В дальних водах и странах. т. 2
Шрифт:
Все эти блюда, блюдца, чашечки, бутылочки и лакированные подносики, поставленные прямо на циновки и освещенные сверху четырьмя оплывающими свечами, представляли собою довольно оригинальную картинку, словно детские игрушки среди взрослых людей. Тут же стояло несколько табакобонов, лакированных деревянных ящиков с полным курительным прибором и особый фарфоровый хибач изящной работы, наполненный золой, во глубине которой тлели уголья для закуривания сигар и трубок. Любезные хозяйки тотчас же принесли несколько маленьких тоненьких чубуков, снабженных металлическими мундштуками и чашечками гораздо меньше наперстка, куда они собственноручно наложили по крохотной щепотке табаку и, раскурив, предложили каждому из нас по трубке. Две затяжки, и трубка выкурена. Тогда хозяйка берет ее у вас, и ударяя чубучком о край табакобона над глиняным стаканчиком с водой, стряхивает туда золу, затем снова набивает трубочку, снова сама раскуривает ее с уголька, взятого щипчиками, и вторично подает вам. Эти две трубки составляют для хозяев дома обязательный акт вежливости относительно своего гостя; затем гость уже может сам вытряхивать, набивать,
Между тем в комнату мало-помалу, одна после другой входили гейки, танцовщицы и певицы со своими инструментами и садились против нас широким полукругом. Набралось их тут семь довольно красивых особ от четырнадцати до девятнадцатилетнего возраста, одетых очень нарядно в ярко-цветные шелковые киримоны и богатые оби. Жаль только, что губы их не в меру густо были покрашены какою-то фиолетовою помадой; зато пышные прически очень мило украшались двумя топазовыми булавками и небольшими букетиками цветов с какими-то бахромчатыми висюльками. Каждая гейка принесла с собою свой самсин или самсен — трехструнный инструмент вроде четырехугольной гитары с длинным грифом и лайковыми деками, а одна из девушек вооружилась там-тамом очень оригинального устройства, похожим с виду на песочные часы, и долго настраивала его, перетягивая на обручиках переплет из шелковых лиловых шнуров и ударяя пальцами по натянутой шкуре то с одной, то с другой стороны. Инструмент этот издает глуховатые звуки, которые, однако, на наш слух далеко не могут назваться музыкальными: они очень напоминают отрывистый собачий лай, и так как ими сопровождается и пение, и игра на самсинах, то можете себе представить, насколько такой аккомпанемент мешает слушать и то, и другое. Поэтому, быть может вопреки японской вежливости, мы со всевозможною любезностью просили милую артистку не утруждать себя дальнейшею игрой на своем прекрасном инструменте, который во время действия она кладет себе на правое плечо и ударяет по нем пальцами правой же руки, поддерживая шнуры переплета левою.

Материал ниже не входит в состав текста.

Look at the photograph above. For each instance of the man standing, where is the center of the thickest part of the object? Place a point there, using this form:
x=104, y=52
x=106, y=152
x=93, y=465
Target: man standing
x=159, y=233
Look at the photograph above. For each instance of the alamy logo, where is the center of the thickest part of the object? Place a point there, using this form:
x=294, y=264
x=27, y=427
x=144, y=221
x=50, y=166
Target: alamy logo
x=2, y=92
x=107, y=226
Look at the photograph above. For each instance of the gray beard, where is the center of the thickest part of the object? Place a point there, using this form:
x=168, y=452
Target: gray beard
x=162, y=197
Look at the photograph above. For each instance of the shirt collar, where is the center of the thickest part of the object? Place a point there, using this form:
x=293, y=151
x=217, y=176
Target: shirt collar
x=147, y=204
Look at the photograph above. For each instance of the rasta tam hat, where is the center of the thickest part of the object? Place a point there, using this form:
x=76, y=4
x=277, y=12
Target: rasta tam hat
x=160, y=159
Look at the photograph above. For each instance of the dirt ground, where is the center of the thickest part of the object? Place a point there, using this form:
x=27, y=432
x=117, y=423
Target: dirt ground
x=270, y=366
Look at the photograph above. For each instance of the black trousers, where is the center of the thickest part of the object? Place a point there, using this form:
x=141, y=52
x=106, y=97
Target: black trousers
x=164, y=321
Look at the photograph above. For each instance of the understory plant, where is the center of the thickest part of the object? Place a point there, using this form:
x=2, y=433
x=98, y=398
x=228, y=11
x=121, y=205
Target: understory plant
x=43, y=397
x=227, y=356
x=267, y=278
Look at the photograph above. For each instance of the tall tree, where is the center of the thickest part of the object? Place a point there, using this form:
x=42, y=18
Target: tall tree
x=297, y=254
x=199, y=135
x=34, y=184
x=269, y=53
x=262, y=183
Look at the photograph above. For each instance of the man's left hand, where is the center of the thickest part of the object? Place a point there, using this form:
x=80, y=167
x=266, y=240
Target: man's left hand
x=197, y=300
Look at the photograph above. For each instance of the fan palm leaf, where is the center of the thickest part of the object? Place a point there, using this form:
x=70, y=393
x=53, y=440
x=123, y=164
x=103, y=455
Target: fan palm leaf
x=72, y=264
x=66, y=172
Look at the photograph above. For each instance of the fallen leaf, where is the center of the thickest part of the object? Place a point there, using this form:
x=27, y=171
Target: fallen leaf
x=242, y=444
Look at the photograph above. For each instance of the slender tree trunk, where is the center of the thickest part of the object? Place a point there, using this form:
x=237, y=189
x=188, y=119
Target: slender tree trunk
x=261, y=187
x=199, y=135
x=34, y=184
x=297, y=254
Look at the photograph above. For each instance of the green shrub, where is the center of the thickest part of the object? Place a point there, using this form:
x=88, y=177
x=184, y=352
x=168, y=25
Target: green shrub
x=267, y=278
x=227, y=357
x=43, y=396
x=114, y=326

Долго шла настройка инструментов, и долго перемигивались да пересмеивались между собой артистки, прежде чем явить нам свое искусство. Но вот, наконец, все они враз ударили роговыми плектрами по струнам самсинов и начали вступительную пьесу своего концерта. Я не привык еще к японской музыке и пению, а потому воздержусь пока от окончательного о них суждения. Скажу только, что мелодия (если таковая была) осталась для меня вполне неуловимою, так как в ней замечается особенное богатство не только полутонов, но вся она, можно сказать, основана на четвертых и даже восьмых делениях тона. Затем должно заметить, что голос главной певицы, быть может, и хорош, но самая манера пения не грудью, а горлом и притом в нос напоминает скорее ночное кошачье мяуканье. Самсины аккомпанируют все в унисон и, большею частью, в разлад с голосами певиц, тоже мяукающих подобно своей примадонне и, наконец, мяуканье это очень монотонно, а, главное, слишком уже продолжительно. Мне, по крайней мере, все время, пока гейки пели, думалось, что было бы очень хорошо, если бы японские песни были покороче. Может статься, на самом деле они вовсе не длинны, но кажутся такими вследствие своей монотонности.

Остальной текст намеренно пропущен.